Костис не предвидел для себя ничего хорошего, если ему придется вступить в ближний бой. Он наблюдал, как Орнон шагнул вперед, схватил одного из борющихся людей за волосы и резко дернул его назад. Человек сел на пол, а Орнон вступил в освободившееся пространство у царской постели. Он положил ладонь с широко растопыренными пальцами на царский лоб и с усилием уложил Евгенидиса на подушку. Не отрывая руки от лица царя, он наклонился и заорал прямо ему в ухо:
— С царицей все в порядке!
Евгенидис затих. Люди вокруг кровати замерли.
— Ирина? — Позвал царь.
— Она упала в обморок. Вот и все, — сказал Орнон уже тише. — Здесь много крови. Она женщина и расстроилась. Это нормальная реакция.
Костис посмотрел на женщину в своих объятиях. У нее было имя. Ее звали Ирина. Он никогда не думал, что у нее может быть какое-то имя кроме Аттолии, но, конечно, она тоже была человеком до того, как стать царицей. Держа ее на руках, он с удивлением почувствовал, что она может оказаться не просто человеком, но и женщиной. Костису вдруг стало невыносимо неловко, и он вздохнул с облегчением, когда Иларион поднял ее на руки и понес в комнату телохранителей. Ее служанки поспешили за ней, кудахча на ходу, словно стая встревоженных кур.
Костис поднялся на ноги.
Евгенидис беспокойно крутился на кровати.
— Расстроилась при виде крови? — спросил он. — Только не моя жена, Орнон.
— Вашей крови, — заметил посол.
Евгенидис посмотрел на свой крюк и перестал спорить.
— Да, — сказал он.
Казалось, он погрузился в воспоминания. В комнате было тихо. Костис неожиданно для самого себя пришел к новому взгляду на царицу и царя. Он знал, что со всеми остальными происходит то же самое. За исключением, пожалуй, одного врача, который держал иглу с нитью в поднятой руке и с нетерпением ждал разрешения продолжить свое занятие.
— Приступай, — сказал царь.
Казалось, он вряд ли заметил вонзившуюся в его тело иглу.
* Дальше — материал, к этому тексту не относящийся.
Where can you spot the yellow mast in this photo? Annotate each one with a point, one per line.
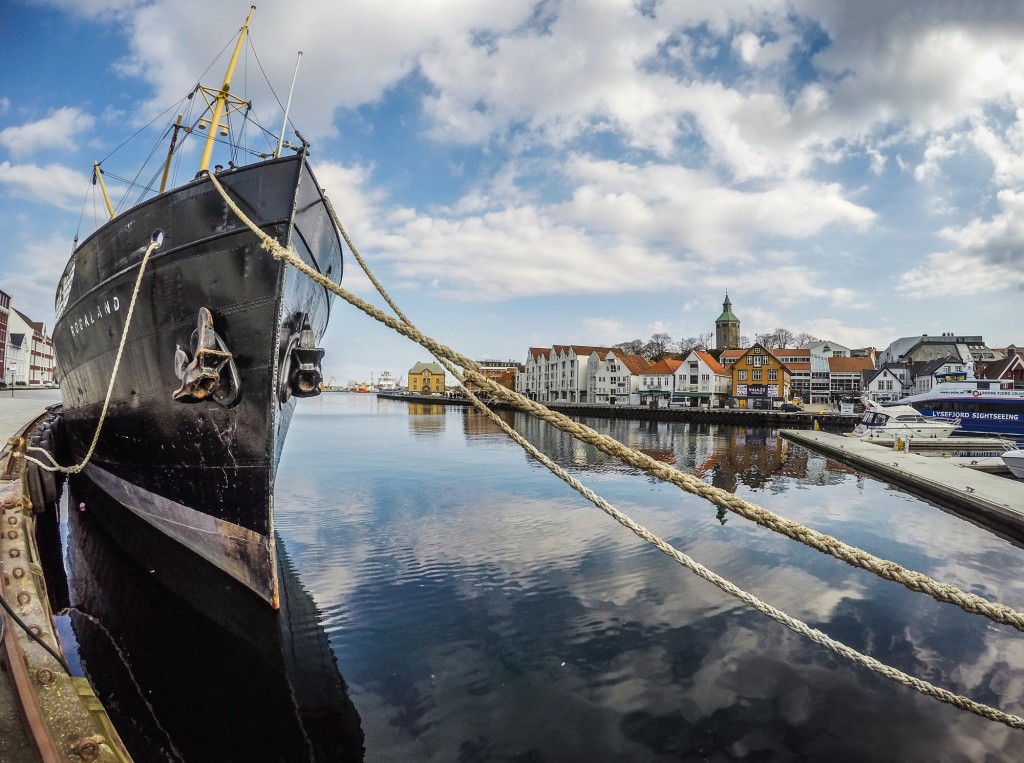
(222, 96)
(98, 174)
(170, 155)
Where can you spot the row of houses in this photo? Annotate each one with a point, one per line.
(26, 349)
(753, 377)
(820, 373)
(759, 377)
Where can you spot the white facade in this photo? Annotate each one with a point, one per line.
(821, 348)
(887, 385)
(33, 363)
(701, 383)
(610, 380)
(924, 382)
(558, 374)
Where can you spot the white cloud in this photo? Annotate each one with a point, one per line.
(60, 129)
(987, 256)
(53, 184)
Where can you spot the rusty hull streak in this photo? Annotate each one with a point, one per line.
(240, 552)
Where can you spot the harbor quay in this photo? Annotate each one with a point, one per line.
(809, 418)
(46, 714)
Он смотрел в сторону двери на царицу, но говорил, обращаясь к послу Эддиса.
— Думаю, Орнон, в дальнейшем я буду слушаться моего врача.
Глава 10
— Ваше Величество, — прошептал Костис.
Евгенидис открыл глаза и повернул голову на подушке. Костис стоял на коленях возле кровати. В комнате было темно, лишь узкая полоса света падала из приоткрытой двери в комнату охраны, где стояли на посту бдительные гвардейцы. Они позволили Костису беспрепятственно войти в спальню царя, словно он был прозрачным. Они знали, зачем он здесь.
Царь моргнул.
— Ваше Величество, простите, что разбудил вас, но думаю, что только вы сможете помочь.
— Который час? — хрипло спросил царь.
— Час собаки, час до рассвета.
— Да уж, — пробормотал царь. — Ох, рано встает охрана…
— Ваше Величество, она прикажет казнить их всех.
— Всех, это кого? — его глаза блестели от лихорадки.